Key BGP sessions between AWS and border-1 cannot be established, failing with UNKNOWN_REMOTE.

(root level)  (bgp_session_compatibility.json)
- two list entries removed: + two list entries added:
- Address_Families: [] - Address_Families: []
Configured_Status: HALF_OPEN Configured_Status: UNKNOWN_REMOTE
Local_AS: 64512 Local_AS: 64512
Local_IP: 169.254.25.161 Local_IP: 169.254.25.161
Local_Interface: null Local_Interface: null
Local_Interface_str: None Local_Interface_str: None
Node: tgw-06b348adabd13452d Node: tgw-06b348adabd13452d
Remote_AS: 64500 Remote_AS: 64500
Remote_IP: 169.254.25.162 Remote_IP: 169.254.25.162
Remote_Interface: null Remote_Interface: null
Remote_Interface_str: None Remote_Interface_str: None
Remote_Node: null Remote_Node: null
Session_Type: EBGP_SINGLEHOP Session_Type: EBGP_SINGLEHOP
VRF: vrf-tgw-rtb-00e37bc5142347b03 VRF: vrf-tgw-rtb-00e37bc5142347b03
- Address_Families: [] - Address_Families: []
Configured_Status: HALF_OPEN Configured_Status: UNKNOWN_REMOTE
Local_AS: 64512 Local_AS: 64512
Local_IP: 169.254.172.1 Local_IP: 169.254.172.1
Local_Interface: null Local_Interface: null
Local_Interface_str: None Local_Interface_str: None
Node: tgw-06b348adabd13452d Node: tgw-06b348adabd13452d
Remote_AS: 64500 Remote_AS: 64500
Remote_IP: 169.254.172.2 Remote_IP: 169.254.172.2
Remote_Interface: null Remote_Interface: null
Remote_Interface_str: None Remote_Interface_str: None
Remote_Node: null Remote_Node: null
Session_Type: EBGP_SINGLEHOP Session_Type: EBGP_SINGLEHOP
VRF: vrf-tgw-rtb-00e37bc5142347b03 VRF: vrf-tgw-rtb-00e37bc5142347b03

Using this deep network behavior comparison data, we can confirm that the mechanics of the incident were as follows: the Tunnel1, Tunnel2 interfaces were shut down.
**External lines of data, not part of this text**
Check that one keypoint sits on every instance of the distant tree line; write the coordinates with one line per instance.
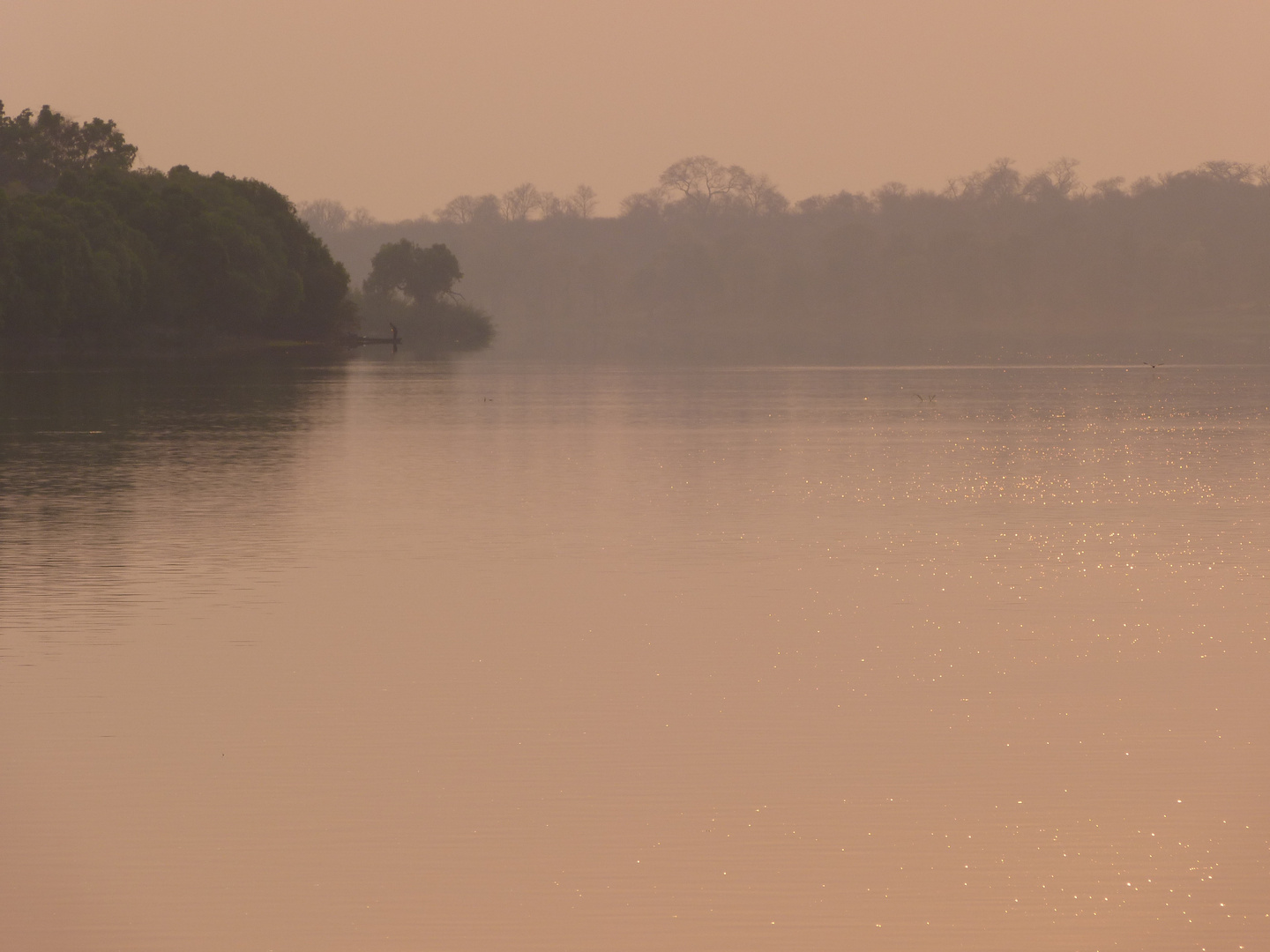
(714, 263)
(97, 254)
(412, 290)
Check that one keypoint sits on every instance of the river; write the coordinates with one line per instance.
(392, 655)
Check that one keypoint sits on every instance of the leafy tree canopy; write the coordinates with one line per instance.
(422, 274)
(94, 253)
(36, 149)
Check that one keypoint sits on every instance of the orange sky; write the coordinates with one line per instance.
(400, 106)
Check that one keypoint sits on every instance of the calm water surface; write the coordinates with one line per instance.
(401, 657)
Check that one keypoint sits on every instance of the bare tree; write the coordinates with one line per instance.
(1057, 181)
(324, 215)
(519, 202)
(459, 211)
(758, 196)
(701, 179)
(583, 201)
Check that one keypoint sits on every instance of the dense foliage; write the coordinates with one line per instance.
(714, 263)
(94, 254)
(413, 290)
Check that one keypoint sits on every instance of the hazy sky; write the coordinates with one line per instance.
(400, 106)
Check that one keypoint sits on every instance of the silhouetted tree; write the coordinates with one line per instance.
(423, 274)
(701, 181)
(519, 202)
(34, 150)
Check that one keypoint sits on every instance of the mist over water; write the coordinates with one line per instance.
(394, 654)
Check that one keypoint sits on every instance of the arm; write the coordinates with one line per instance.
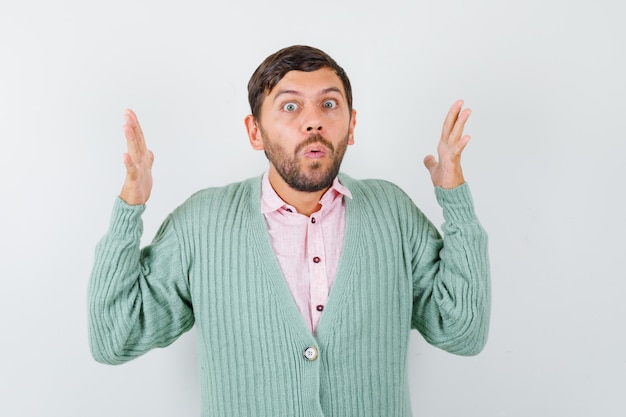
(452, 295)
(452, 291)
(138, 299)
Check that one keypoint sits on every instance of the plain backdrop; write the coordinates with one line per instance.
(545, 81)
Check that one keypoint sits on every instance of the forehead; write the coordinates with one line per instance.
(308, 83)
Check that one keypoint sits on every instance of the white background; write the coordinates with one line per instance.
(545, 80)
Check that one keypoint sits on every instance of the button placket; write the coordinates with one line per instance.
(311, 353)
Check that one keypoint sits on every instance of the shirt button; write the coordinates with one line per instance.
(310, 353)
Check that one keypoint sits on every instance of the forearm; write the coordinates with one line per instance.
(455, 285)
(133, 300)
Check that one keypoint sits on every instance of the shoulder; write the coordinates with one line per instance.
(226, 196)
(377, 189)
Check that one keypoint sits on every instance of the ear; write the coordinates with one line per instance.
(351, 128)
(254, 133)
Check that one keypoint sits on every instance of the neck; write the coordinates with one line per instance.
(304, 202)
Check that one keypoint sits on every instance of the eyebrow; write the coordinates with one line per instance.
(321, 93)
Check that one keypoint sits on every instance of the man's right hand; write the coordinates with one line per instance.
(138, 161)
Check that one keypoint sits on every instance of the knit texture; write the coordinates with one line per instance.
(212, 263)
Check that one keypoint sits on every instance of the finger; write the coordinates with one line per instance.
(430, 162)
(134, 152)
(450, 120)
(459, 125)
(133, 122)
(131, 168)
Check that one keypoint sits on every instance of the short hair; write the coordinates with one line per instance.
(292, 58)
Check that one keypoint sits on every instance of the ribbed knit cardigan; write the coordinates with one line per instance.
(212, 263)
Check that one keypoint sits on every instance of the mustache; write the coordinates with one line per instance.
(315, 138)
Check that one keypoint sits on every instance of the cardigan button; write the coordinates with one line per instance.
(310, 353)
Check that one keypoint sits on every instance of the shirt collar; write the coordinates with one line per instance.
(270, 201)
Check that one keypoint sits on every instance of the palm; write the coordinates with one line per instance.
(138, 162)
(446, 171)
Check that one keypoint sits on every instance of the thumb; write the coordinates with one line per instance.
(430, 162)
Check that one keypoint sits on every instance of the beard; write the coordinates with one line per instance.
(302, 174)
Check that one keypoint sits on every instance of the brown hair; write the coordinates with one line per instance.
(292, 58)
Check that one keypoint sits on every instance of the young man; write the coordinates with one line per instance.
(303, 283)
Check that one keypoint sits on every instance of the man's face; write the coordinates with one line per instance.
(304, 128)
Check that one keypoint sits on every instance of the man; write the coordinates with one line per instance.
(303, 283)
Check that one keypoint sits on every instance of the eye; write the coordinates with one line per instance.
(290, 107)
(330, 104)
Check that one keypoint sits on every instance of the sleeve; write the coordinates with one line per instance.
(138, 299)
(452, 294)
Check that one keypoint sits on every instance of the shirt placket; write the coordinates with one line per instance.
(318, 279)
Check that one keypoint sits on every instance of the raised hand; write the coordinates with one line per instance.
(447, 172)
(138, 161)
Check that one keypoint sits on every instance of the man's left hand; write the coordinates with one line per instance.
(446, 172)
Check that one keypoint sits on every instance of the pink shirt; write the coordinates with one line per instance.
(307, 248)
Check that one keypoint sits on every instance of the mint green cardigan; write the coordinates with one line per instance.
(211, 263)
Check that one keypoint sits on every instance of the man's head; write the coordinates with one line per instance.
(302, 117)
(292, 58)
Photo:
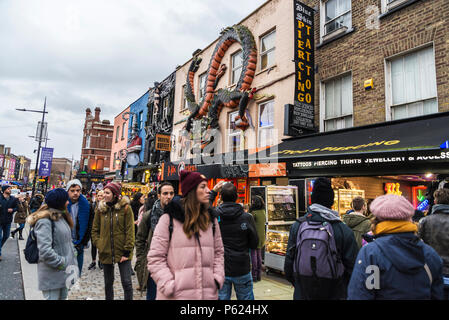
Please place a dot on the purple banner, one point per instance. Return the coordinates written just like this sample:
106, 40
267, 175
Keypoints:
45, 162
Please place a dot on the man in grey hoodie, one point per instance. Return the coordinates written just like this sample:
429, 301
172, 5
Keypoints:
320, 211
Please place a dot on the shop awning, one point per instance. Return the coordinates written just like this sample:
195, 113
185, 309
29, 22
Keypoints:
409, 145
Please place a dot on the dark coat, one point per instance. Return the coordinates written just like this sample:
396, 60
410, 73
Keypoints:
434, 230
400, 259
11, 203
239, 234
346, 246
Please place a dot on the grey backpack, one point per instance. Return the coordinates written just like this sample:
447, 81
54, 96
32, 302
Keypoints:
316, 252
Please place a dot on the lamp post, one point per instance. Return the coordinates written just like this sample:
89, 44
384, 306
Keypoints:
40, 140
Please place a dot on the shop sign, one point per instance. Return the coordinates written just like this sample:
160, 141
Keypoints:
370, 160
163, 142
267, 170
393, 188
302, 110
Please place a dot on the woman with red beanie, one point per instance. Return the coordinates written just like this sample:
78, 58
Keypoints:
186, 258
113, 235
397, 265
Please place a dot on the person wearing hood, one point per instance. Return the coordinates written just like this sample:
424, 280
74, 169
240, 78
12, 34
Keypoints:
434, 231
320, 211
113, 235
52, 226
186, 257
397, 265
357, 221
239, 235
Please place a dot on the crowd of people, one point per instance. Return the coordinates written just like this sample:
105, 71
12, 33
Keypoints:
186, 248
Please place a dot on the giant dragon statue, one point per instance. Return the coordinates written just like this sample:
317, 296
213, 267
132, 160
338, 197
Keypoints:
214, 100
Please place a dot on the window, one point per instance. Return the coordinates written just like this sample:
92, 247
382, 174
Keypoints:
337, 103
413, 84
235, 136
236, 66
123, 131
266, 124
267, 45
202, 86
337, 15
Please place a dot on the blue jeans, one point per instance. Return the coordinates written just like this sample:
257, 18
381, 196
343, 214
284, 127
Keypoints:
56, 294
151, 289
243, 286
80, 257
5, 231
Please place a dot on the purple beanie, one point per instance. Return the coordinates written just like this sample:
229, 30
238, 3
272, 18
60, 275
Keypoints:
392, 207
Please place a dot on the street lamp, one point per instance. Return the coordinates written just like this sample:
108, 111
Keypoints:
40, 140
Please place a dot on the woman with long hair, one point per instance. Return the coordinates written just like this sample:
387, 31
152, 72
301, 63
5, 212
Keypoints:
186, 257
52, 227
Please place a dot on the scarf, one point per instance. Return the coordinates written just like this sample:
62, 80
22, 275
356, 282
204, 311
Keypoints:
395, 226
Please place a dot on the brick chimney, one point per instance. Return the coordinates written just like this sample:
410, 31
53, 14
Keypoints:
97, 114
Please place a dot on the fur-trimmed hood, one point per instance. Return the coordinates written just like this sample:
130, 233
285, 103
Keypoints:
50, 213
123, 202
All connectivity to the AWS Transit Gateway was lost. Key /16 networks would have been advertised by AWS through BGP over the IPSec tunnels, but were no longer advertised.

Without having examined the virtual traceroutes, we can already conclude that this change is not safe and these Tunnel interfaces are not ready to be decommissioned.